In some instances, an unsuspecting PC user may unknowingly install a backdoor from an email attachment or alongside downloaded files from a file-sharing service. Fraudsters disguise the infection with suggestive names and texts, enticing the victim to open or run the infected object. Additionally, software backdoors can be introduced into a computer by other malware, silently spreading through the information system without triggering warnings or dialog boxes that might raise the user's suspicion, much like worms.
How to Prevent Backdoor Attacks?
Unfortunately, no one is immune to backdoor attacks. Hackers are constantly improving techniques and creating more sophisticated malicious files to gain access to user devices. However, by following the instructions below, you can reduce the risk of a successful backdoor infection:
Close Unused Network Ports
An open port on your network can receive traffic from remote locations, creating a potential weak point. Hackers usually target unused ports, allowing them to install backdoors that gain access to your device. No software will alert you to the intrusion. However, this isn't a problem for most home users since home router ports are closed by default. Small business owners should exercise caution when opening ports.
Use Strong Passwords
An insecure or default password is a green light for hackers to access your accounts. Once they crack one account, they can easily access your other accounts and devices. This is how hackers used the Mirai botnet in 2016, affecting 2.5 million IoT devices worldwide. It was designed to scan the Internet for IoT devices with unchanged default passwords, then hack into those devices and enslave them with a botnet. We recommend using only strong passwords and enabling MFA to protect your accounts from unauthorized access.
Keep Your Software Up-to-date
Hackers can exploit vulnerabilities to install malware on users' devices. Installing updates for your operating system may cause some discomfort, but it helps developers fix vulnerabilities, reducing the risk of backdoors appearing on the system.
Download Files with Caution
Most malware attacks are caused by users. If you download a free program that usually costs money or download the latest Marvel movie via torrent and suddenly install a malicious file, your system becomes vulnerable. When downloading any file from the Internet, check if you're only getting the file you need or if you're also getting malware as a bonus. Even if the file behaves like the one you're looking for, it could be a trojan. Always download files from official websites and avoid pirate sites.

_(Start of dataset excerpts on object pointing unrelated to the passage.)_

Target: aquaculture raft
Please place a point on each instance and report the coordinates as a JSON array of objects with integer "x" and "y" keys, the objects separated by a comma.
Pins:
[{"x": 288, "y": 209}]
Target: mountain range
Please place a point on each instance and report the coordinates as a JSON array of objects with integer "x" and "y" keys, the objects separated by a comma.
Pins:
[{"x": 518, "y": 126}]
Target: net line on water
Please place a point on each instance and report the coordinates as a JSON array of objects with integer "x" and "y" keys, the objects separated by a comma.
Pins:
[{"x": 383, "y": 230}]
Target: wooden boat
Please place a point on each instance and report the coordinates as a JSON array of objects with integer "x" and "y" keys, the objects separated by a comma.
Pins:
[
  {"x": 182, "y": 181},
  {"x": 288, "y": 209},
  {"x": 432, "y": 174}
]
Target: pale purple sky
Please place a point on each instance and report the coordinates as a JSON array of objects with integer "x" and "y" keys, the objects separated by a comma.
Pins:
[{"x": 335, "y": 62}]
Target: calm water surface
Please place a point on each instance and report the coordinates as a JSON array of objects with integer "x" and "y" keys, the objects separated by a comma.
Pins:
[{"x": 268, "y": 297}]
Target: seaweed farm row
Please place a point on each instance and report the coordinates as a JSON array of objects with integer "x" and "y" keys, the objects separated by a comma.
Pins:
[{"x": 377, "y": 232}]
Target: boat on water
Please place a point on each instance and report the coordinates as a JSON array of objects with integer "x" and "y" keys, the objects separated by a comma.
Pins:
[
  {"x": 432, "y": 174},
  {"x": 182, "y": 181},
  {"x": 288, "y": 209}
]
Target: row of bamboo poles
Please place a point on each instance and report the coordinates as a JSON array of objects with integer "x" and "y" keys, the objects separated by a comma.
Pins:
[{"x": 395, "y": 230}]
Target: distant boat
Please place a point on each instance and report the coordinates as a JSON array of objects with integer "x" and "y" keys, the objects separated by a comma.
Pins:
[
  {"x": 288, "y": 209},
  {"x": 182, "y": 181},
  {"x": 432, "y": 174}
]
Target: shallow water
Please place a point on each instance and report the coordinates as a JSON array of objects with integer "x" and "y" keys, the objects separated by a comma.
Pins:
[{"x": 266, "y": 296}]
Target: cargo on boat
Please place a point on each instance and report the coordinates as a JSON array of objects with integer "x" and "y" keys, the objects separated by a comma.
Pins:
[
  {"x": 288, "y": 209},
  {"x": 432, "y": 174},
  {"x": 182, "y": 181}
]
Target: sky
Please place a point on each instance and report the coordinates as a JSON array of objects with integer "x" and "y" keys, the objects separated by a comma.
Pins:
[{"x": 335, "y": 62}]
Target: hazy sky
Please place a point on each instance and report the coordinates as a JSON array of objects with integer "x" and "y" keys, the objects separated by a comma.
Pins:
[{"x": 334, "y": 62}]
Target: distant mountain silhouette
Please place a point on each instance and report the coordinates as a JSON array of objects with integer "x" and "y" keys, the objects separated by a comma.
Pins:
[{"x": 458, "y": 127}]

Use a Firewall and Antivirus
Always use advanced antivirus software along with a firewall. This can detect and prevent malware, including trojans, cryptojackers, spyware, and rootkits. A firewall is essential for backdoor protection because it monitors your device's incoming and outgoing traffic. If someone outside your network tries to access your device, the firewall will block them. Antivirus can detect backdoor viruses and neutralize them before they can infect your computer.